In [None]:
import numpy as np
import pandas as pd
import matplotlib.pyplot as plt
import seaborn as sns

sns.set_theme()


# Load data and do basic formatting

In [None]:
# load data from Deutscher Wetterdienst
df_dwd = pd.read_csv("../data/processed_deutscher_wetterdienst.csv", index_col=0)

# convert 'date' to datatime and replace invalid values with 'nan'
df_dwd.date = pd.to_datetime(df_dwd.date)
for col in df_dwd.columns:
    df_dwd[col] = df_dwd[col].replace(-999, np.nan)
df_dwd

In [None]:
# load data of sensor community
df_sc = pd.read_csv("../data/processed_sensor_community.csv", index_col=0)

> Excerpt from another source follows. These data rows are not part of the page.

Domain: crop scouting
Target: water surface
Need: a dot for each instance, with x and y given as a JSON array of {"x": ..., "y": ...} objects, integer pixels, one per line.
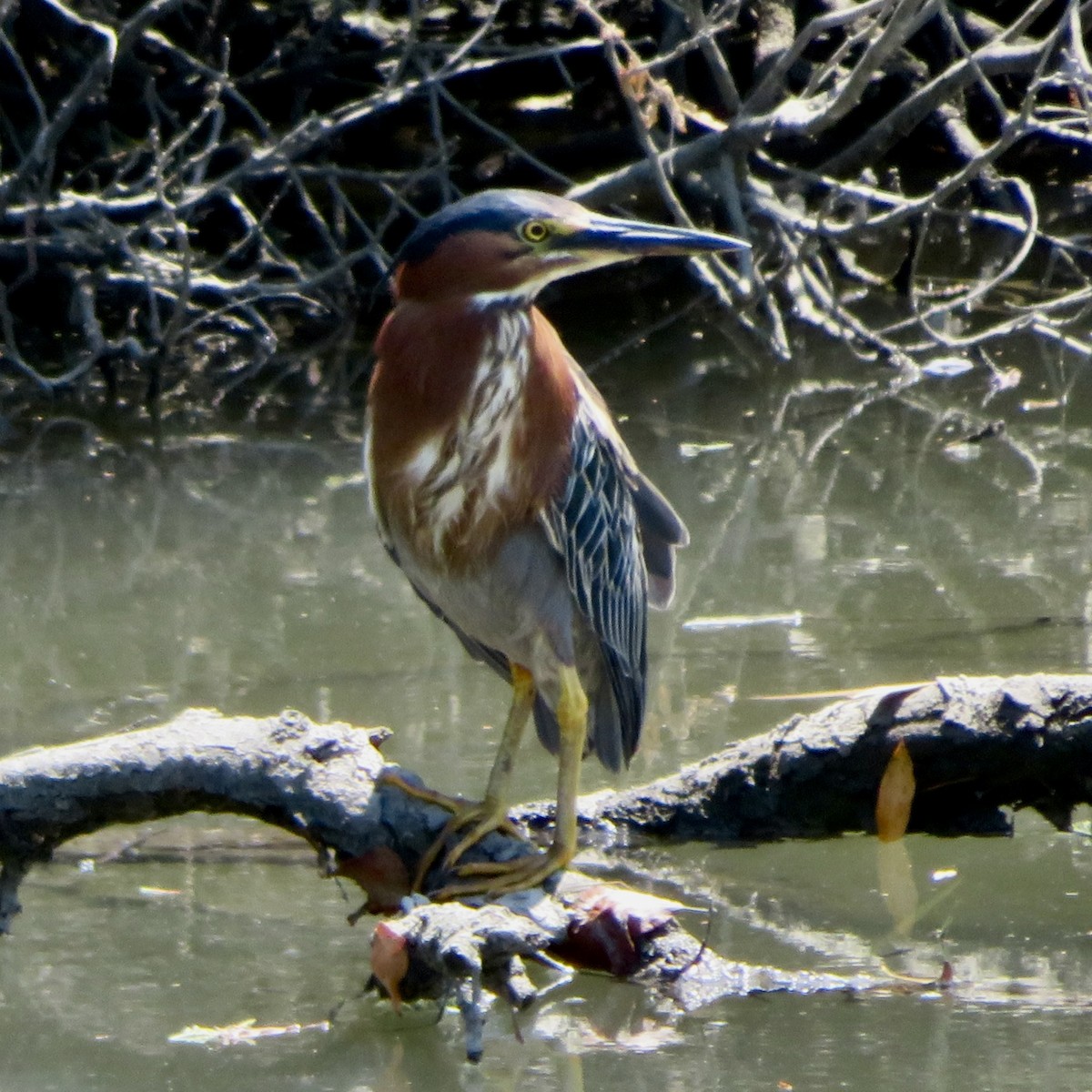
[{"x": 844, "y": 534}]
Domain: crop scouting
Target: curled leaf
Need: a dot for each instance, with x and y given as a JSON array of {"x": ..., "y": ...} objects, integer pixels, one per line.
[
  {"x": 390, "y": 960},
  {"x": 895, "y": 795}
]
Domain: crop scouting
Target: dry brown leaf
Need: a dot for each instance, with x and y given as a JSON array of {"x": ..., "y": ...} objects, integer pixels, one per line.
[
  {"x": 895, "y": 795},
  {"x": 390, "y": 960}
]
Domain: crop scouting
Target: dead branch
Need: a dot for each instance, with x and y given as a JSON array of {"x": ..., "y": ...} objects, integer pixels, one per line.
[
  {"x": 977, "y": 745},
  {"x": 200, "y": 222}
]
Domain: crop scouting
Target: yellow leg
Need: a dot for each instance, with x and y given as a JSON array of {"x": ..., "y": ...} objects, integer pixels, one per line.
[
  {"x": 491, "y": 813},
  {"x": 528, "y": 872}
]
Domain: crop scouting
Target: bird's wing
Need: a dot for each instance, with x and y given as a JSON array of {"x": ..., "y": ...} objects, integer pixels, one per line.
[{"x": 593, "y": 525}]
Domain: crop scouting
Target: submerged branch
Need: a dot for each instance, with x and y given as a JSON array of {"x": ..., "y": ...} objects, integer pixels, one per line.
[{"x": 977, "y": 745}]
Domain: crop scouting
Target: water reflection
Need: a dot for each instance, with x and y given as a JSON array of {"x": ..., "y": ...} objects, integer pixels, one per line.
[{"x": 844, "y": 533}]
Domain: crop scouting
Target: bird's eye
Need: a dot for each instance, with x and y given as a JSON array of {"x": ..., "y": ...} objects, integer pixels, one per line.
[{"x": 534, "y": 230}]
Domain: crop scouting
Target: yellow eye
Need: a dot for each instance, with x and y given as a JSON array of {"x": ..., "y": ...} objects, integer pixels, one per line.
[{"x": 534, "y": 230}]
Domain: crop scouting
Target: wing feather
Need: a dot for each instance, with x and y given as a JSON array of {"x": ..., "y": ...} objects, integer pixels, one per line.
[{"x": 594, "y": 527}]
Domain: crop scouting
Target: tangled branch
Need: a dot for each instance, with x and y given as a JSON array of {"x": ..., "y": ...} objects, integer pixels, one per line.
[{"x": 201, "y": 202}]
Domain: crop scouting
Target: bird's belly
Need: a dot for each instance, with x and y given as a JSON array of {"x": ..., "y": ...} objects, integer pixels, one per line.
[{"x": 517, "y": 601}]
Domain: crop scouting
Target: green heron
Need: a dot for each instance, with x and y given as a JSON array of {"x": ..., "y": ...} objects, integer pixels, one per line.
[{"x": 506, "y": 495}]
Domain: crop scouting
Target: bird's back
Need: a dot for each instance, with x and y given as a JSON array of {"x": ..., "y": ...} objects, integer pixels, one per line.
[{"x": 561, "y": 565}]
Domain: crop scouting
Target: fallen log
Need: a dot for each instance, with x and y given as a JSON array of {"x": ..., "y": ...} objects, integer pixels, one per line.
[{"x": 978, "y": 746}]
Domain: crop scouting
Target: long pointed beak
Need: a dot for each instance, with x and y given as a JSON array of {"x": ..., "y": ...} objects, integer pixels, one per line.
[{"x": 633, "y": 238}]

# convert date and timestamp to datetime
df_sc.timestamp = pd.to_datetime(df_sc.timestamp)
df_sc.date = pd.to_datetime(df_sc.date)

# convert pressure to hPa
df_sc['pressure'] = df_sc['pressure'] / 100
df_sc['pressure_std'] = df_sc['pressure_std'] / 100

# add sensor IDs
df_sc_location = df_sc.groupby(['lat', 'lon']).count().reset_index()[['lat', 'lon']]
df_sc_location['location_id'] = df_sc_location.index+1
df_sc = df_sc.merge(df_sc_location, on=['lat', 'lon'], how='left')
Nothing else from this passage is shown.